The only problem is the bass isnt as strong as i like.
 
Pioneer CD Head unit up front, mosfet 45x2 power

Pioneer 3 1/2 in the front... w/bass blockers

Pioneer 4 way 6x9's in the rear deck
Amplified by a pioneer 80x2 amp...

Two Sony Expload (good series), 10" subwoofers in bad pass box in the trunk.
Amplified by a 150x2 Sony Competetion Amp. Peaks at 300x2

750 Watt Amplifier Hook up kit. 4 gauge power wire.
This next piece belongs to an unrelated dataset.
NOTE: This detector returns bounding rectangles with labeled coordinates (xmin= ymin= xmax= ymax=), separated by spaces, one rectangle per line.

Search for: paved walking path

Distributor, (one power wire in two power wires out)

500 Watt Farad Cap

Trunk is Partially Dynomatted :)
 
1) Pioneer Premier P1R
2) 5.25" components in reinforced q-forms
3)Lanzar DC series 8" for midbass
4)Lanzar DC 15" sub
5)Lanzar OptiDrive2150 - for sub
6)Sherwood 100x4 for comp. and 8"s
7)2 - 1F caps
 
my setup

Headunit: JVC KD-SH99 MP3 playing headunit
Kick-pods: MB Quart RKC-116 6.5" coaxial drivers on MB Quart passive crossovers, powered by head unit for now...awaiting purchase of another Kicker amp

Subs: JL 10W1-4 in self-built MDF sealed wedge enclosure, powered by a Kicker ZR240, bridged 2-ohm with headunit and SWX crossover modules set to 100Hz

Despite needing some more sound deadener in places, I get great bass up front and while I'm still working on the building of my kick pods, so far the aiming is almost done and my front stage is ontop of the dash.